Some drivers install this simulation and try to fool a car system to report all OBD II monitors as “Ready“. These installations are often considered “Illegal,” with penalties awaiting offenders.
Most of the time, these installations damage the car’s internal wiring, which makes the displays stop working and gives the “catalyst monitor incomplete” error.
Monitor EVAP Not Ready, Effects #5: Fuel System Monitor Not Ready
The fuel system monitor is one among various OBD II readiness monitors. As the name indicates, it allows the PCM to assess how well the fuel management system is at reaching the ideal air-fuel ratio required in combustion chambers.
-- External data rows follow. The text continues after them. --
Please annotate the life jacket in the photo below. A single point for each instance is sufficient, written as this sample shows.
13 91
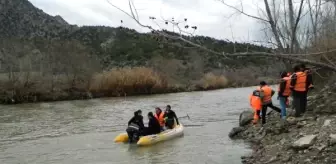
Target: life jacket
301 78
133 126
287 90
255 100
160 118
309 72
266 91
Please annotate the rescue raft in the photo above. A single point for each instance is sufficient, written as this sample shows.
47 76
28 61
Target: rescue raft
153 139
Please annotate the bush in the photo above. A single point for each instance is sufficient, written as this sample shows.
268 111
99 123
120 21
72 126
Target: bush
124 81
211 81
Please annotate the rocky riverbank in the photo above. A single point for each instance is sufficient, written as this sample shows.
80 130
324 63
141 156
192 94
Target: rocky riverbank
305 140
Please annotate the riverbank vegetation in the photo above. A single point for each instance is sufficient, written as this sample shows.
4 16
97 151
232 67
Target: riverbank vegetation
47 59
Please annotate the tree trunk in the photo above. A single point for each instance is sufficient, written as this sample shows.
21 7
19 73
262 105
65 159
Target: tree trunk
273 26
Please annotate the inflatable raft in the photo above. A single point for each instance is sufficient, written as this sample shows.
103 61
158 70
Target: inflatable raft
153 139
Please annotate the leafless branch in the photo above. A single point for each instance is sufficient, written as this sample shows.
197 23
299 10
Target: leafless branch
242 11
291 57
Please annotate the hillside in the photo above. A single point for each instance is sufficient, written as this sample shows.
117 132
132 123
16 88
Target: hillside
38 48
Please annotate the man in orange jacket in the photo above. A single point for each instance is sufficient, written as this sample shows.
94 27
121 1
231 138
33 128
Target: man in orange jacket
266 93
255 102
300 84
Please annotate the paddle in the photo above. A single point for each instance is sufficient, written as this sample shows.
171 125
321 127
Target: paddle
187 116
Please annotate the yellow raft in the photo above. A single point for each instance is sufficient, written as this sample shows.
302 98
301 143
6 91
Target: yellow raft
153 139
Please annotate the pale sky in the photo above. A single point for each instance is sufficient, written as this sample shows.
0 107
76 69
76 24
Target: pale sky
211 17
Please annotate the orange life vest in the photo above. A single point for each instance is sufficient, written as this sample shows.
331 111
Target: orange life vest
301 78
160 118
287 90
267 92
255 102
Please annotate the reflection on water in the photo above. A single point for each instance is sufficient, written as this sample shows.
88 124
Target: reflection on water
83 131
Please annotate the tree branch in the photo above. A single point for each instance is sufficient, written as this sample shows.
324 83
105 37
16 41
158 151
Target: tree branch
242 11
291 57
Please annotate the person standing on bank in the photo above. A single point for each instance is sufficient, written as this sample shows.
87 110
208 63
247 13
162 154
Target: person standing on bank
299 86
308 72
266 93
284 92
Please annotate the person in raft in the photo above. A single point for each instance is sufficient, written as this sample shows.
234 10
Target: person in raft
256 104
170 118
159 115
135 127
153 125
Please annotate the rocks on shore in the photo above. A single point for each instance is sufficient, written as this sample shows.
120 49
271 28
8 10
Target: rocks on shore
307 139
245 117
304 142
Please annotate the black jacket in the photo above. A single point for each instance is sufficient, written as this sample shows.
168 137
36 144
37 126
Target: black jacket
153 126
309 81
137 120
282 88
171 115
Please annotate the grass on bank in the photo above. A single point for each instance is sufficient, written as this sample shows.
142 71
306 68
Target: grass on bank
211 81
37 86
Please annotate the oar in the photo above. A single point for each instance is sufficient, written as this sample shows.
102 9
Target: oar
187 116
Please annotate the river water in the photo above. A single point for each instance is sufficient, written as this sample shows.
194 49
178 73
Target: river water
82 132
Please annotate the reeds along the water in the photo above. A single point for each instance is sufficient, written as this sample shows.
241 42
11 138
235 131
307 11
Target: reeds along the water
128 81
211 81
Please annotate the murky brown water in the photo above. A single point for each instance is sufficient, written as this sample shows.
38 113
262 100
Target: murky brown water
82 132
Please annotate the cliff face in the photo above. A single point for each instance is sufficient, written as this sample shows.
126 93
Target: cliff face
19 18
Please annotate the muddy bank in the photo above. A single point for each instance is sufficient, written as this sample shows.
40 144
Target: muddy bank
305 140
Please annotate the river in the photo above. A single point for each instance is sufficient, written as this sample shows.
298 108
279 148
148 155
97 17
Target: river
82 132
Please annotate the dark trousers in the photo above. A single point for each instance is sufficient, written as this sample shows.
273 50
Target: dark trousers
170 123
299 102
264 111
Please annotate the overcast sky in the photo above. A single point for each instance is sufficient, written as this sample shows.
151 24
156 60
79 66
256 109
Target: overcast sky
210 16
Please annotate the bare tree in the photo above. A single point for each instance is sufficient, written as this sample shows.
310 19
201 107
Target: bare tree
292 57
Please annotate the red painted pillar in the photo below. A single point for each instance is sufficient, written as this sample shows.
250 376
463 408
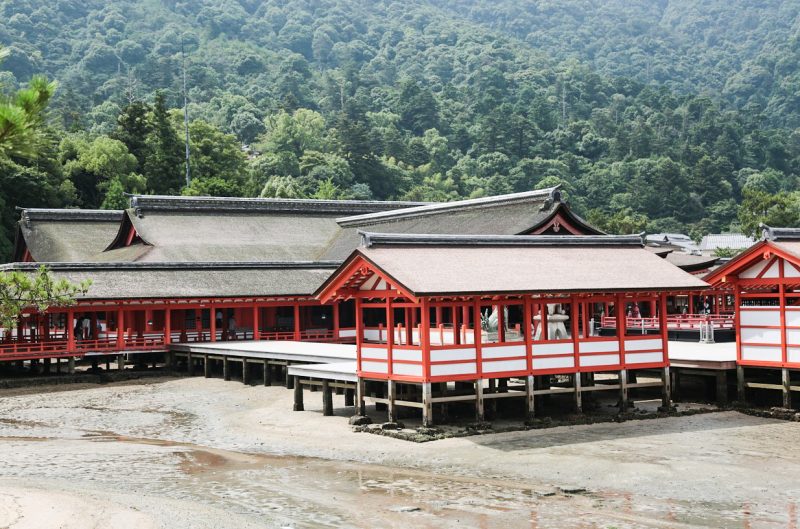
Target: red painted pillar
213 323
297 329
256 322
336 320
167 326
120 329
70 331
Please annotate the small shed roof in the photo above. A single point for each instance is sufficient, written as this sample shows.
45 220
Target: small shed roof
464 265
64 235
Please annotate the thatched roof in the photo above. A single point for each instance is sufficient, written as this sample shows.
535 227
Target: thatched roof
464 265
64 235
190 280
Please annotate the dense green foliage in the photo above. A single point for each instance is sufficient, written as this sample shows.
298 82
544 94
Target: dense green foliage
660 114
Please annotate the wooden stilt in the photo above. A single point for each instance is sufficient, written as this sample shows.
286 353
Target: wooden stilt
479 410
722 387
298 397
327 398
391 394
289 378
623 390
666 388
741 396
361 408
787 391
427 406
530 403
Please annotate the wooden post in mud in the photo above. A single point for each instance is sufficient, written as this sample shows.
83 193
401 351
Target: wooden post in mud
361 406
623 390
479 409
786 382
391 395
666 388
298 396
722 387
427 405
327 398
530 404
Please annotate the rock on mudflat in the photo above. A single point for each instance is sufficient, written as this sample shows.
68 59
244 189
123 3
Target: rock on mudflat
360 420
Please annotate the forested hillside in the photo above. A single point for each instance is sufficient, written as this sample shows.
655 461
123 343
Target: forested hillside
659 114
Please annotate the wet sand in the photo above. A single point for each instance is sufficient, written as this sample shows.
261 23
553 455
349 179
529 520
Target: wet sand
211 454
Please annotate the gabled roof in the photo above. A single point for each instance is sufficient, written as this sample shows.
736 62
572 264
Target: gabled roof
467 265
189 280
68 235
192 229
782 241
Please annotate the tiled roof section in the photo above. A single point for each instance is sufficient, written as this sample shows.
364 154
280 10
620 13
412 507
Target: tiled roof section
64 234
543 198
144 203
734 241
780 234
191 280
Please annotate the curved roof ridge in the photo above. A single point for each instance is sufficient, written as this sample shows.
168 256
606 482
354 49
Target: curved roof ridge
370 239
549 195
294 205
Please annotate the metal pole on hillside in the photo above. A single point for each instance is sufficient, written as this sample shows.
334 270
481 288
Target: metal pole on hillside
185 115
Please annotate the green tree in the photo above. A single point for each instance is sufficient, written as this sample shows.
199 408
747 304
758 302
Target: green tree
22 116
20 291
164 164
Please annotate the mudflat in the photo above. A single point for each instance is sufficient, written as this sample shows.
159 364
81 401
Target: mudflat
204 453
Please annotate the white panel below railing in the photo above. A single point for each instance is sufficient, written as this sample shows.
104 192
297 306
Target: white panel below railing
374 353
411 370
643 358
467 368
599 360
446 355
503 351
554 363
759 317
374 367
761 353
502 366
757 335
599 346
793 355
643 345
553 348
410 355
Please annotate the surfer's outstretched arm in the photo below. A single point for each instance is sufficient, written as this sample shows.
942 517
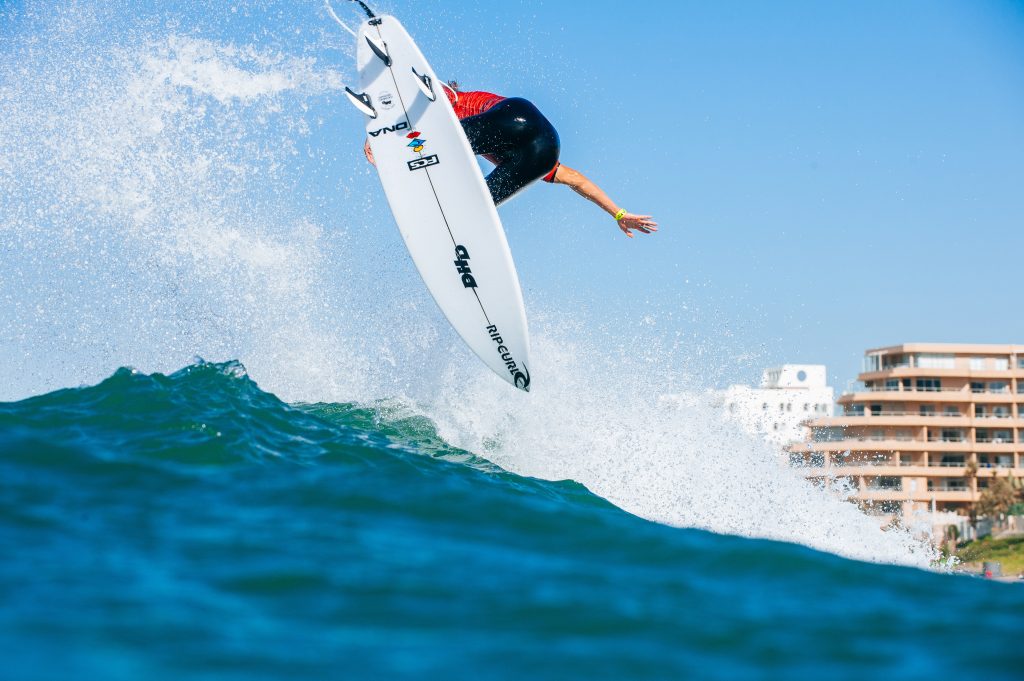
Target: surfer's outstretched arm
588 189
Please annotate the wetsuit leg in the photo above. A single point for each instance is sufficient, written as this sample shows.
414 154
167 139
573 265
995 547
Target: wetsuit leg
522 141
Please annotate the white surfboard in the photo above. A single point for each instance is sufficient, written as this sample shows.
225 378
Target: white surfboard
439 200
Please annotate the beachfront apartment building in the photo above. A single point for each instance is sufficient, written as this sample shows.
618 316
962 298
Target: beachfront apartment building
926 428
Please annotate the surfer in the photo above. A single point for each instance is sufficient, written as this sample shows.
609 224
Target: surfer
514 135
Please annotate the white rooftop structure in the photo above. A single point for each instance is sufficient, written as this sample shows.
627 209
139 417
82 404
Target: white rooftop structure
787 396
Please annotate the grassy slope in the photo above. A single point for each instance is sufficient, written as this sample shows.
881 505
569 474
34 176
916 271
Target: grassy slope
1008 551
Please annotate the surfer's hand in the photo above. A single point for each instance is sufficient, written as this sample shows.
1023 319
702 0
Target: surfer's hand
641 223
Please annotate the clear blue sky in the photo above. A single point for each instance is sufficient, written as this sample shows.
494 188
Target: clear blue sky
828 176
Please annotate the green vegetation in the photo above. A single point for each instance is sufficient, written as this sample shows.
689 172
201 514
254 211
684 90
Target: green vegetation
1008 551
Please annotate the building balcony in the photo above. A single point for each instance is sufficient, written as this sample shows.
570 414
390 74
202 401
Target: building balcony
868 444
960 373
958 396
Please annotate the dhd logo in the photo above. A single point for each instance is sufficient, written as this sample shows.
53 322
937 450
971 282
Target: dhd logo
462 266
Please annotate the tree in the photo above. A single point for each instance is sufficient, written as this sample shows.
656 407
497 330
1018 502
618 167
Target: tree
997 497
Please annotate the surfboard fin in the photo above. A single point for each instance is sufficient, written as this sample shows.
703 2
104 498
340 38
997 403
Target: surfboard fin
426 84
380 49
361 101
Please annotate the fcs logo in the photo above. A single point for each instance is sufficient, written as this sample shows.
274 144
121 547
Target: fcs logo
462 265
426 161
416 144
390 128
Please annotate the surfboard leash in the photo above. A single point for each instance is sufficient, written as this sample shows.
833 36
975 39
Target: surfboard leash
369 11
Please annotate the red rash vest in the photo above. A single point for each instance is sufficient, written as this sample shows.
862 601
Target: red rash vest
477 101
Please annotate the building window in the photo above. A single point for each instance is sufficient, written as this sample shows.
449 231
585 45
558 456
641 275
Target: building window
828 434
933 360
953 460
886 482
947 484
951 435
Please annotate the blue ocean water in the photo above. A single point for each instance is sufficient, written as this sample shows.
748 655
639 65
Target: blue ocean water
194 525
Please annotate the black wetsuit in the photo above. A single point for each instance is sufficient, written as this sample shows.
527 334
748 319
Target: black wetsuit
518 139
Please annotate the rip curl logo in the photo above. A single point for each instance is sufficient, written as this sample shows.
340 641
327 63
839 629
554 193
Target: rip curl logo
462 266
417 143
520 375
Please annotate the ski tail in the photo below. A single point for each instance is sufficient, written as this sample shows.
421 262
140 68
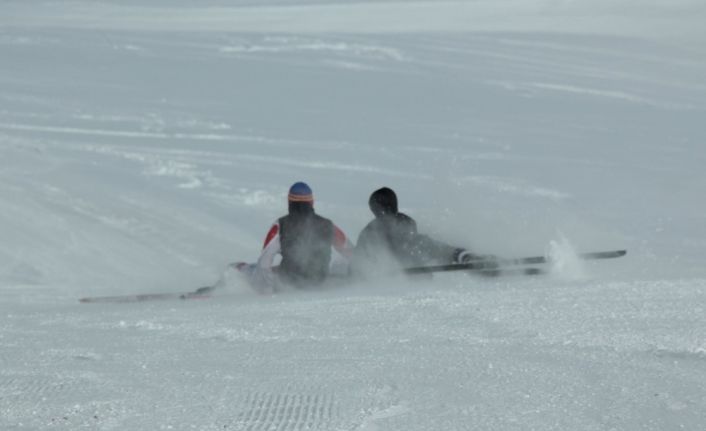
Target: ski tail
480 265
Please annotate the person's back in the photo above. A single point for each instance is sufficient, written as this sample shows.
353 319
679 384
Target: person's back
311 246
306 247
394 234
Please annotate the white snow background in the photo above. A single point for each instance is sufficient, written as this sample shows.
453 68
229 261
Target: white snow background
144 145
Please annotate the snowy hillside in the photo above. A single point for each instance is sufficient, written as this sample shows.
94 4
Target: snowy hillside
145 145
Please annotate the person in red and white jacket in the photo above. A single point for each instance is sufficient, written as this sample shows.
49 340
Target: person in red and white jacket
312 247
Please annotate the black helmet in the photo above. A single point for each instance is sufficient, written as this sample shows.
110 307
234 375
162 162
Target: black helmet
383 202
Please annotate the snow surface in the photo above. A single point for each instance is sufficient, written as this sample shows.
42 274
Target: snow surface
145 145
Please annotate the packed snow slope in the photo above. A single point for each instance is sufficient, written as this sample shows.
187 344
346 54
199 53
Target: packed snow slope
145 145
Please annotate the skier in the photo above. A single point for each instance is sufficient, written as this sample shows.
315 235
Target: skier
392 238
312 247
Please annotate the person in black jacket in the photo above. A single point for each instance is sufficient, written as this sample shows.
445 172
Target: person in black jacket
392 238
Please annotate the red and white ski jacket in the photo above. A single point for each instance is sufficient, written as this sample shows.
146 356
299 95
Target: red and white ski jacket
341 251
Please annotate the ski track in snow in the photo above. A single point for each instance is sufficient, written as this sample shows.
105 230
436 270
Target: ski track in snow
136 159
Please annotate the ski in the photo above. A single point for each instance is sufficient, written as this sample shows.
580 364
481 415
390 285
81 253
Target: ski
511 272
201 293
486 264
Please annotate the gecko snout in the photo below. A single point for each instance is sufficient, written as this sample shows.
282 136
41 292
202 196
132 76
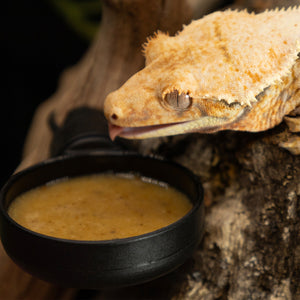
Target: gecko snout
114 117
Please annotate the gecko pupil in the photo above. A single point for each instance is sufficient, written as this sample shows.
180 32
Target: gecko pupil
178 101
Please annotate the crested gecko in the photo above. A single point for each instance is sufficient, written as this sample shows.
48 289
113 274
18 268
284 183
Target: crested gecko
230 70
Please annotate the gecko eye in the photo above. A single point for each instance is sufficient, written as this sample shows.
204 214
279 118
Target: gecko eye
178 101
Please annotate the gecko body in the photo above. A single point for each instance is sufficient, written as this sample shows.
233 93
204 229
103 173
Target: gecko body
227 71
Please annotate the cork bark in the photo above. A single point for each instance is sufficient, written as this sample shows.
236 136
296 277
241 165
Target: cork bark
251 246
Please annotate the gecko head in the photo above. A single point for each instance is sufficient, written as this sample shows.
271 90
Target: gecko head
158 104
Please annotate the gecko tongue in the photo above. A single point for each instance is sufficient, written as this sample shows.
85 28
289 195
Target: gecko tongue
133 132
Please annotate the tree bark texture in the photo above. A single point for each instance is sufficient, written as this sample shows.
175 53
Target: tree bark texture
251 246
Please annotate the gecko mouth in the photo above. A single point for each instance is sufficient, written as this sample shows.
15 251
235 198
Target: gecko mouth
138 132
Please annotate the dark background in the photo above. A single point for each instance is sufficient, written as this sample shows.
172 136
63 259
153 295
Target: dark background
37 44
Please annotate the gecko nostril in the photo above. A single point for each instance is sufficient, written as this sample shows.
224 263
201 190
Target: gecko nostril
114 117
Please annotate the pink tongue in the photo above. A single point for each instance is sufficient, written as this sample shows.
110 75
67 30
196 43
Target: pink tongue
114 131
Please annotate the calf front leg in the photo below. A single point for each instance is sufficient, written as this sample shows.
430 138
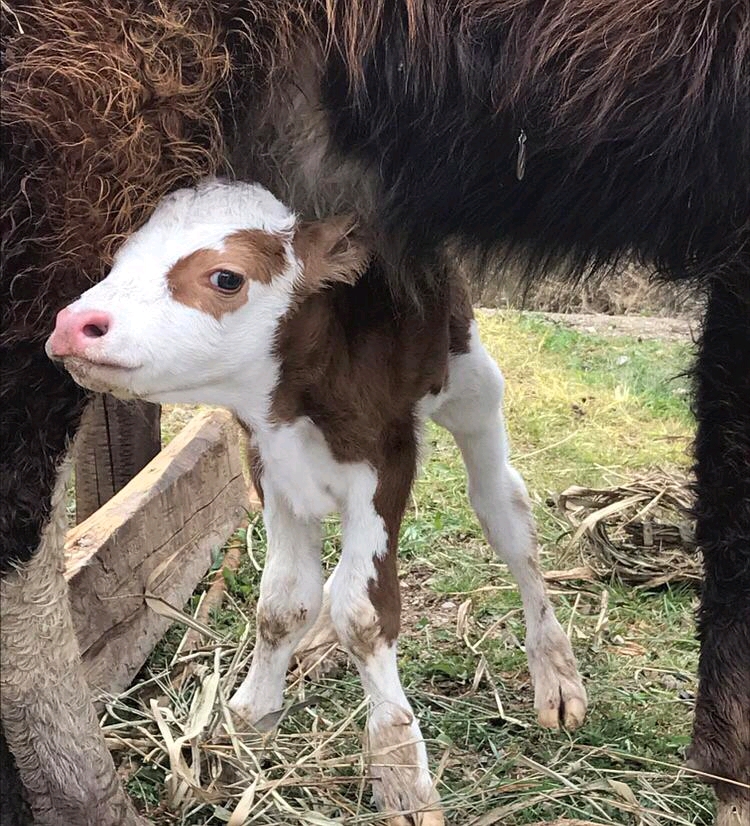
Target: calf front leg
365 611
290 597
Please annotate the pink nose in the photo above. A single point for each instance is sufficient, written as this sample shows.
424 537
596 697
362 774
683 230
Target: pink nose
74 332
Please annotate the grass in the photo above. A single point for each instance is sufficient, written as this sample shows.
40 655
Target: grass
583 410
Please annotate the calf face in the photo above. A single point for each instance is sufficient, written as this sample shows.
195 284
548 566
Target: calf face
190 308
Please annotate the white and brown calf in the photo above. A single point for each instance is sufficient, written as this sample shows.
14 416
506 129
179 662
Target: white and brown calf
224 298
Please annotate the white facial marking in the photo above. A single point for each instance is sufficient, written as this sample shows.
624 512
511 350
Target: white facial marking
183 354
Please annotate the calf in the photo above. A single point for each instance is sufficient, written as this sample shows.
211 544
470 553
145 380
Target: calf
224 298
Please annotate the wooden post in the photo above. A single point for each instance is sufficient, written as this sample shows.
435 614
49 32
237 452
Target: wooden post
152 543
117 440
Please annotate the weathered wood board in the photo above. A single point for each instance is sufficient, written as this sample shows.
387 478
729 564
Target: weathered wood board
155 536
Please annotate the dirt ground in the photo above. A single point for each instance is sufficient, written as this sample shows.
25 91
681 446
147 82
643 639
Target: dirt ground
639 327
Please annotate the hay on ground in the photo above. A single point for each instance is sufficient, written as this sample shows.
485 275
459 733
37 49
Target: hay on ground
642 531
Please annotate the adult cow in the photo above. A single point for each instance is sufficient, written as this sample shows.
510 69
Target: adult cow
567 131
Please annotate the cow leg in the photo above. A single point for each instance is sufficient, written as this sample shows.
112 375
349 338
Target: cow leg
290 597
47 716
471 409
721 731
365 610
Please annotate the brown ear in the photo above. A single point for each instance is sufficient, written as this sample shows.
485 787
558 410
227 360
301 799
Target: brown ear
331 251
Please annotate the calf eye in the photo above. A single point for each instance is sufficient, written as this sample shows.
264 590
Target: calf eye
226 281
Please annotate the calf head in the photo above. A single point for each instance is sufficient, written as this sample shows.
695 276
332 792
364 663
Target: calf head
191 307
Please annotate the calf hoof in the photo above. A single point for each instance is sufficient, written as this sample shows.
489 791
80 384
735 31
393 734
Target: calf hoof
559 695
733 812
249 718
401 783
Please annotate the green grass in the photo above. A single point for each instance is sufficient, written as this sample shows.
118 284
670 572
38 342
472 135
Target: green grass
581 409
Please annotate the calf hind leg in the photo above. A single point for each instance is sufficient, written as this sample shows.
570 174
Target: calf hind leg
471 409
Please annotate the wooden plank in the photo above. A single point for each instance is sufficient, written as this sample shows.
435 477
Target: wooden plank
116 441
157 536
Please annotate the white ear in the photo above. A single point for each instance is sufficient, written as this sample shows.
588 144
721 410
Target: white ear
331 251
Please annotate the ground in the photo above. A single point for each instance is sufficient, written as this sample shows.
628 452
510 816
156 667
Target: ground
583 408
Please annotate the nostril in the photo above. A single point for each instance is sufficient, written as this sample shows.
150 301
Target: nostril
95 330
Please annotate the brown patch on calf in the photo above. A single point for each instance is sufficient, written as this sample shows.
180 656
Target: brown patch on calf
254 254
331 251
273 629
357 364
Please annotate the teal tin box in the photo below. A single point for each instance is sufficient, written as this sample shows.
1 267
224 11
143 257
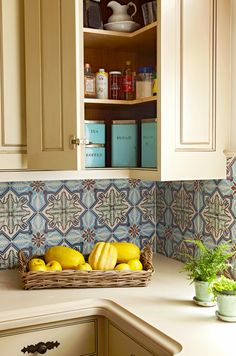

A continuous OBD II monitor continues to function during normal vehicle operations. The fuel system monitor works optimally when the EVAP system monitor is in good condition. Hence a problem with the EVAP system which displays the “monitor EVAP not ready,” can affect this monitor too.
When the fuel system monitor isn’t ready, the PCM can’t control the fuel injection, which leads to a cascade of additional issues. You may notice sluggish acceleration, stalling, or even cylinder misfires due to this problem. Based on the information in the fuel trim tables, the PCM controls how much fuel goes into the engine.
Fuel sensors indicate an oxygen-rich engine. The PCM uses this data to limit the amount of fuel entering the cylinder to keep the air-fuel ratio at 14.7:1 and vice versa during a closed-loop operation. Any alterations to this preset ratio lead to damage to engine components.
Incomplete Catalyst Monitors
The various signs that show an incomplete catalyst monitor include:
- Uneven acceleration or loss of engine power
- Bad exhaust odor
- The “check engine” light turns on
Monitor EVAP Not Ready: In Conclusion…
The evaporative emission control system (EVAP) is a very important system that prevents fuel vapor from escaping to the atmosphere when the engine is idle or running. “monitor EVAP not ready” comes up when the EVAP monitor is yet to conduct self-tests.
The message “monitor EVAP not ready” suggests that your vehicle may fail emission tests because the evaporative emission control system has not yet been enabled and the emission control systems are not detecting gasoline vapor leaks.
OBD drive cycles allow the powertrain control module (PCM) to evaluate the readiness of all monitors and perform self-tests. Drive cycles simulate regular vehicle functioning.
The number of drive cycles required to activate the OBD II monitors varies according to the year, model, and brand of the vehicle; however, the fundamental drive cycle count is almost the same for all vehicle types.
One of the several OBD II readiness monitors is the fuel system monitor. It allows the PCM to analyze how efficient the fuel control system is in producing the optimal air-fuel ratio required in the combustion chamber.
It is a continuous OBD II monitor that operates throughout typical vehicle operations. When the EVAP system monitor is in excellent working order, the fuel system monitor performs well. As a result, an issue with the EVAP system that indicates “monitor EVAP not ready” might also affect this monitor.
FAQs On EVAP Monitor Not Ready
What Does OBD Stand For
OBD stands for Onboard Diagnostics. It’s a system that helps diagnose faults within a car’s system.
How To Pass Emissions Readiness Test
All the OBD II readiness monitors must be READY to pass an emission test. We have explained why in this article.
How To Check If OBD Is Ready
A scan tool can help you check the various OBD II readiness monitors. How many readiness monitors can be incomplete? For older models, a maximum of one incomplete readiness monitor can get you a passing mark for the emissions test.
How To Complete Drive Cycle Without Driving
Right now, there is no way to complete a drive cycle without actually driving the car.